F1 – Hamilton explose contre Ferrari : « Je veux gagner ! » — à Zandvoort, Mercedes lui donne une leçon que la Scuderia aurait préféré ne pas voir

Hamilton fulmine contre Ferrari après Zandvoort : secondes perdues, podium envolé et Mercedes prise en exemple.

Lewis Hamilton n’a pas quitté Zandvoort avec une quatrième place. Il est surtout reparti avec une colère froide, quelques secondes perdues et un exemple Mercedes soigneusement glissé sous le nez de Ferrari. Le Britannique n’a pas renversé de table.

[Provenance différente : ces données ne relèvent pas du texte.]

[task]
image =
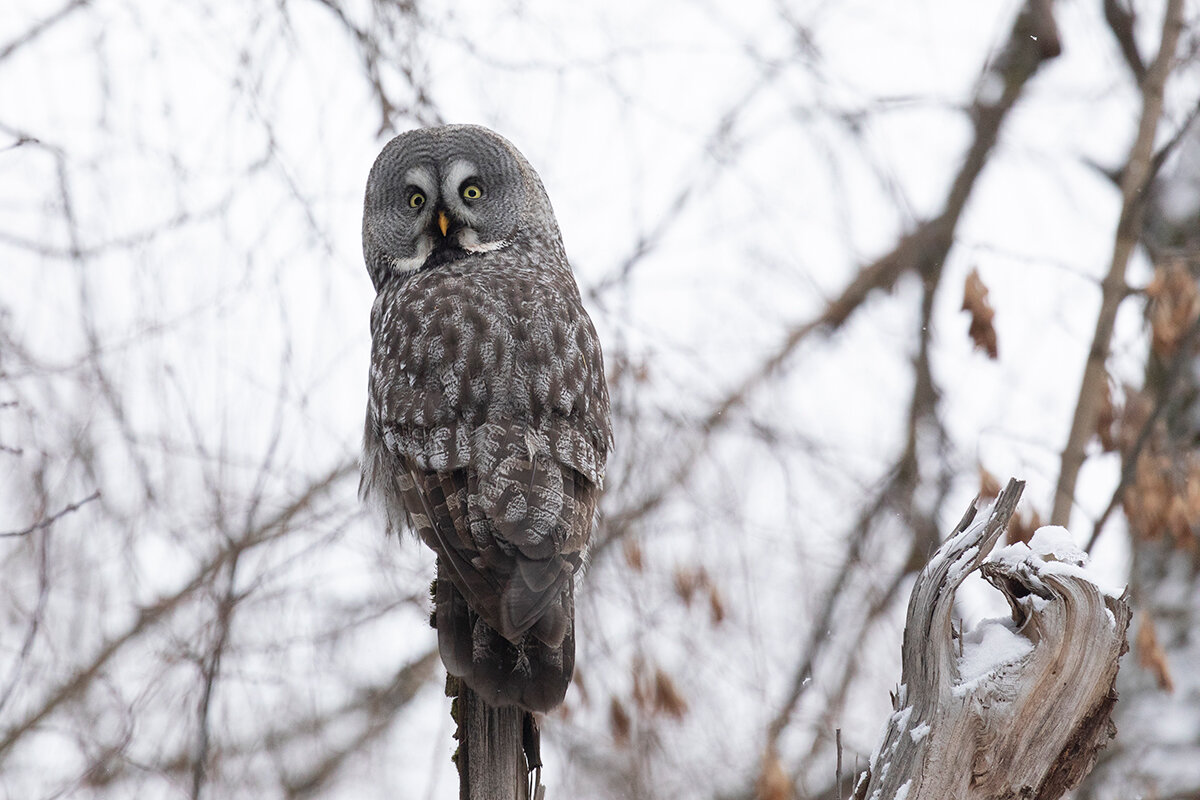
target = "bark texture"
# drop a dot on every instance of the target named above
(1031, 726)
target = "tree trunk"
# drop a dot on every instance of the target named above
(1030, 722)
(492, 741)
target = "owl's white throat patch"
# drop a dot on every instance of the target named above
(469, 241)
(413, 263)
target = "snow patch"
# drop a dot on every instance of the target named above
(1055, 549)
(990, 645)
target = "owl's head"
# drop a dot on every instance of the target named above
(439, 194)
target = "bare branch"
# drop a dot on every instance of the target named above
(1134, 180)
(53, 518)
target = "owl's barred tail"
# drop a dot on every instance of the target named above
(529, 673)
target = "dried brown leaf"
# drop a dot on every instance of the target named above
(619, 722)
(1174, 306)
(715, 606)
(667, 698)
(975, 301)
(773, 782)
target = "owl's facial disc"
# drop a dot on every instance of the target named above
(466, 198)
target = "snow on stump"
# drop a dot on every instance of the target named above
(1017, 708)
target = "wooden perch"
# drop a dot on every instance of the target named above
(1030, 723)
(497, 749)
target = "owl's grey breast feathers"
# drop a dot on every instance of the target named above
(487, 431)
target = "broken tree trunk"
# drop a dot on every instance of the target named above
(1019, 711)
(492, 747)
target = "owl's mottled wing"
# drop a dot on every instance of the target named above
(489, 431)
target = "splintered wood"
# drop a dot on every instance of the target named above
(1029, 722)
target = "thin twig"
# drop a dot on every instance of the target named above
(53, 518)
(1135, 179)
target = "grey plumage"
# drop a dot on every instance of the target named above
(487, 417)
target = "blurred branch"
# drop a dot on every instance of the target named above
(425, 110)
(210, 669)
(1135, 179)
(381, 707)
(1121, 19)
(148, 615)
(53, 518)
(1182, 358)
(1032, 41)
(40, 28)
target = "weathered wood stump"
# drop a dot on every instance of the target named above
(1012, 710)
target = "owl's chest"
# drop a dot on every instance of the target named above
(471, 349)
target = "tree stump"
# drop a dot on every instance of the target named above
(1009, 710)
(498, 749)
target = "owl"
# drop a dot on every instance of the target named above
(487, 423)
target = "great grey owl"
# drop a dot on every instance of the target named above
(487, 417)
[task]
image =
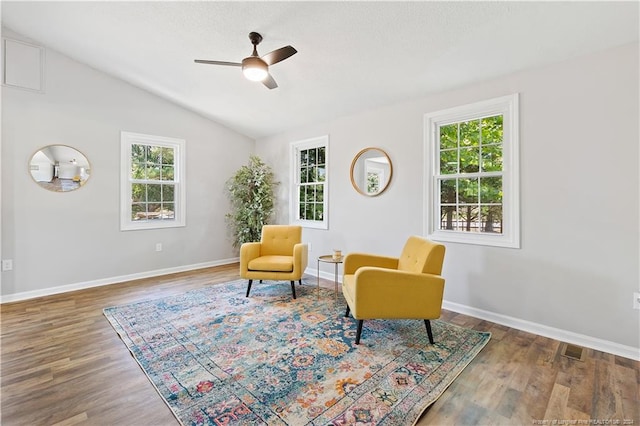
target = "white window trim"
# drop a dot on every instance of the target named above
(508, 107)
(126, 140)
(294, 201)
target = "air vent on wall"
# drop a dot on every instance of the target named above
(23, 65)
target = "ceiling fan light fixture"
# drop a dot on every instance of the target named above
(254, 69)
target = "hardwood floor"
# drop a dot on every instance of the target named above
(63, 364)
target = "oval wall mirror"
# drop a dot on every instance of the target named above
(371, 171)
(59, 168)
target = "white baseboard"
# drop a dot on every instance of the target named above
(546, 331)
(16, 297)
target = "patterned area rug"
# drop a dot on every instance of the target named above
(219, 358)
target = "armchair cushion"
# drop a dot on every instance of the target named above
(272, 263)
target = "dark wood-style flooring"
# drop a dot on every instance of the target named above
(63, 364)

Il a fait pire : il a comparé.

Hamilton ne décolère pas contre Ferrari

À force d’hésiter, Ferrari a peut-être hésité jusqu’au podium.

Et lorsque votre nouveau pilote vous explique que son ancienne équipe sait prendre en quelques secondes la décision que vous avez mis plusieurs tours à assumer, le débriefing du lundi matin promet d’être légèrement moins confortable que le communiqué officiel.

Car Hamilton est formel : il était là pour gagner, il avait davantage de rythme que Charles Leclerc à un moment crucial de la course et Ferrari a trop attendu avant de libérer sa route. Résultat ? Quatrième, à moins d’une seconde de George Russell et du podium.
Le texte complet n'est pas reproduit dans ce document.